Zeit seines Lebens war Ludwig ein großer Verehrer und Sammler von Reliquien. Welche Bedeutung er ihnen zumaß, bezeugt eine Episode aus dem Jahr 1232, als in der Abtei von Saint-Denis die hochgeschätzte Reliquie eines heiligen Nagels verloren ging. Ludwig verfiel darüber in eine tiefe Trauer und ordnete eine landesweite Suche an, die allerdings erfolglos verlief.[25] Bereits als Kind bekam er von den Franziskanern das Kopfkissen des heiligen Franz von Assisi (1228 heiliggesprochen) geschenkt.[26] Die bedeutendste Erwerbung Ludwigs war aber die Dornenkrone, die Christus am Tag seiner Kreuzigung getragen haben soll. Ihm kamen dabei die finanziellen Nöte des lateinischen Kaisers von Konstantinopel, Balduin II. von Courtenay, zugute, der 1239 in Frankreich war.[27] Ludwig kaufte ihm die Dornenkrone ab, die einst durch die heilige Helena nach Konstantinopel gelangt war, und nahm sie wenig später in Villeneuve-l’Archevêque in Empfang, von wo aus er und sein Bruder Robert sie barfuß und im Büßergewand nach Paris trugen. Als Aufbewahrungsort für die Leidenswerkzeuge Christi ließ Ludwig die Sainte-Chapelle bauen, die 1248 eingeweiht wurde. Der Abt von Vaux-de-Cernay verfasste eigens für die Krone ein Officium. Mit dem Besitz der Dornenkrone erlebte die Person Ludwigs wie auch das französische Königtum im Allgemeinen eine Erhöhung seines Prestiges. Erzbischof Gautier von Sens glaubte, dass Frankreich von Christus als Nachfolger Griechenlands (Byzanz) zum Ort der Verehrung seiner siegreichen Passion auserkoren wurde. Papst Innozenz IV. bescheinigte später, dass Ludwig von Christus mit dessen Krone gekrönt worden sei, und beschrieb ihn als „allerchristlichen König“ („rex christianissimus“), „Abbild Gottes“ („imago Dei“) und „Beschützer der Kirche“ („patronus ecclesiae“).[28] Im Jahre 1241 kaufte Ludwig dem lateinischen Kaiser zusätzlich den Heiligen Schwamm (den die römischen Soldaten in Essig getränkt und anschließend an den Mund Christi gehalten hatten) und die Heilige Lanze des Longinus ab. Weiterhin erwarb er von der Abtei Saint-Maurice d'Agaune mehrere Reliquien von 24 Märtyrern der Legion des Heiligen Mauritius und ließ für sie in Senlis eine neue Kirche bauen.

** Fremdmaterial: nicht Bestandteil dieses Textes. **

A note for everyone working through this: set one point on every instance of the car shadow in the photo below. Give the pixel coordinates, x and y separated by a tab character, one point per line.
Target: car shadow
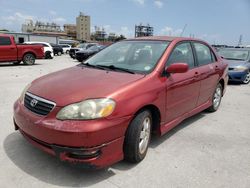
50	170
47	168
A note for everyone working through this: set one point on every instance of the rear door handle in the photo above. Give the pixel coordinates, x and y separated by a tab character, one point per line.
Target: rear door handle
196	74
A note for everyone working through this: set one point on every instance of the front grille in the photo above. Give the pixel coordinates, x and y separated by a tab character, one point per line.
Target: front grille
38	105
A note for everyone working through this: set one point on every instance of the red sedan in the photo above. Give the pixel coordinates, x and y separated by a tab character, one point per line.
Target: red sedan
105	109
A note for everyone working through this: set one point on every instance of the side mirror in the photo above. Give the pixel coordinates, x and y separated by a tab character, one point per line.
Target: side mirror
177	68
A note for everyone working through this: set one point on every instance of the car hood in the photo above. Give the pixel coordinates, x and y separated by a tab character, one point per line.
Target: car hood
234	63
79	83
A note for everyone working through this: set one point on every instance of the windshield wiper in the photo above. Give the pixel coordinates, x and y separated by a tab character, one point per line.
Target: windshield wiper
234	59
93	66
112	67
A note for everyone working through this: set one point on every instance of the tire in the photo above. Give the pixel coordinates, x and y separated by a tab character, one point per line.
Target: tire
247	79
138	137
17	63
29	59
216	99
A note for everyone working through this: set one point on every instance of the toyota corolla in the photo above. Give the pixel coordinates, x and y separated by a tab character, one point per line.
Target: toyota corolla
105	109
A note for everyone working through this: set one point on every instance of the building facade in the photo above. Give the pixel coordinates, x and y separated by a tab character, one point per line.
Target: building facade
83	27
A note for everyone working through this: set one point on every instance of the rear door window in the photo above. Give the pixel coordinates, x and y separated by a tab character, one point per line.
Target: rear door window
203	53
4	41
182	53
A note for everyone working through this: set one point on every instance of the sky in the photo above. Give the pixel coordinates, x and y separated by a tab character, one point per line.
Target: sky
216	21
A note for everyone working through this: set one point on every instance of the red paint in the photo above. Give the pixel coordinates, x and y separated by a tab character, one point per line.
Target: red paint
177	68
176	96
15	52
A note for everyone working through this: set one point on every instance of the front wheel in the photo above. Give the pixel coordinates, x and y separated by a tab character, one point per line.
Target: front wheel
216	98
29	59
247	79
137	137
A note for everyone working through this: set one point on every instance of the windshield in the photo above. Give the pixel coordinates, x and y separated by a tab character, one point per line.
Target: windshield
240	55
136	56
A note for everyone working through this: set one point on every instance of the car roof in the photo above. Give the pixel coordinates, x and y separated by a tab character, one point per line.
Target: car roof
236	49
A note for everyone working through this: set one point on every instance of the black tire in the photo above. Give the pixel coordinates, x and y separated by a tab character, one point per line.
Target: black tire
216	98
17	62
133	138
29	59
247	79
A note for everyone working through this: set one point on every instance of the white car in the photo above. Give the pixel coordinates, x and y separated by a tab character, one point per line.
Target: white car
66	48
48	50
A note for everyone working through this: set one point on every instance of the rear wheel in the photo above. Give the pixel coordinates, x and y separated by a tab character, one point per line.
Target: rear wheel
216	98
137	137
29	59
247	79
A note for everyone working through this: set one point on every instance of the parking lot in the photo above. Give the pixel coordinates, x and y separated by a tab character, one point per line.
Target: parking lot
207	150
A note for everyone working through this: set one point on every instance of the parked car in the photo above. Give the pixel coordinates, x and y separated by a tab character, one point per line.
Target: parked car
85	54
66	48
57	49
48	50
239	63
12	52
108	107
82	46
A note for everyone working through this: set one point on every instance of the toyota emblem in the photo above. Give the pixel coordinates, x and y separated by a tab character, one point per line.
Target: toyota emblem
33	102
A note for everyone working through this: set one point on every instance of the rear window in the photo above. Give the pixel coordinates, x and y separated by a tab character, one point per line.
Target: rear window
5	41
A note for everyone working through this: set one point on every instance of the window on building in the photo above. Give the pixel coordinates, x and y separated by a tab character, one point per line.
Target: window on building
5	41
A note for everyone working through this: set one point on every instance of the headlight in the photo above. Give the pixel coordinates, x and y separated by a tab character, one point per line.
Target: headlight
23	92
240	68
88	109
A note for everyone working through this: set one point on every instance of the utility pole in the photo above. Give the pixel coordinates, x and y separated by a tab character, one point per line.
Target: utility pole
240	40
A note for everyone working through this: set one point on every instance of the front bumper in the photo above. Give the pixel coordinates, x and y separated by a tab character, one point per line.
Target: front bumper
96	143
237	76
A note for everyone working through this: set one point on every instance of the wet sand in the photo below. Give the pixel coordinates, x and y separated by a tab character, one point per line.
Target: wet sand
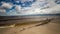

Häretiker, Ungläubige und Juden
In seinem religiösen Eifer betrachtete sich Ludwig in seiner Eigenschaft als König auch als Bekämpfer der Feinde des Glaubens, womit Häretiker, Ungläubige und Juden zu verstehen waren. Als größte Bedrohung sah er die Katharer an, für deren Bekämpfung er den Aufbau der Inquisition vorantrieb. Gegenüber Ungläubigen (Muslime, Mongolen) betrachtete Ludwig, neben dem Kreuzzug, die Bekehrung als das geeignete Mittel. Während seines Kreuzzuges in Ägypten ordnete er beispielsweise in Damiette an, die Zivilbevölkerung mit Zwangstaufen für den christlichen Glauben zu gewinnen, statt zu töten. Diese Maßnahmen hatten allerdings ebenso wenig Erfolg wie die Versuche, die Mongolen auf diplomatischem Weg zu bekehren.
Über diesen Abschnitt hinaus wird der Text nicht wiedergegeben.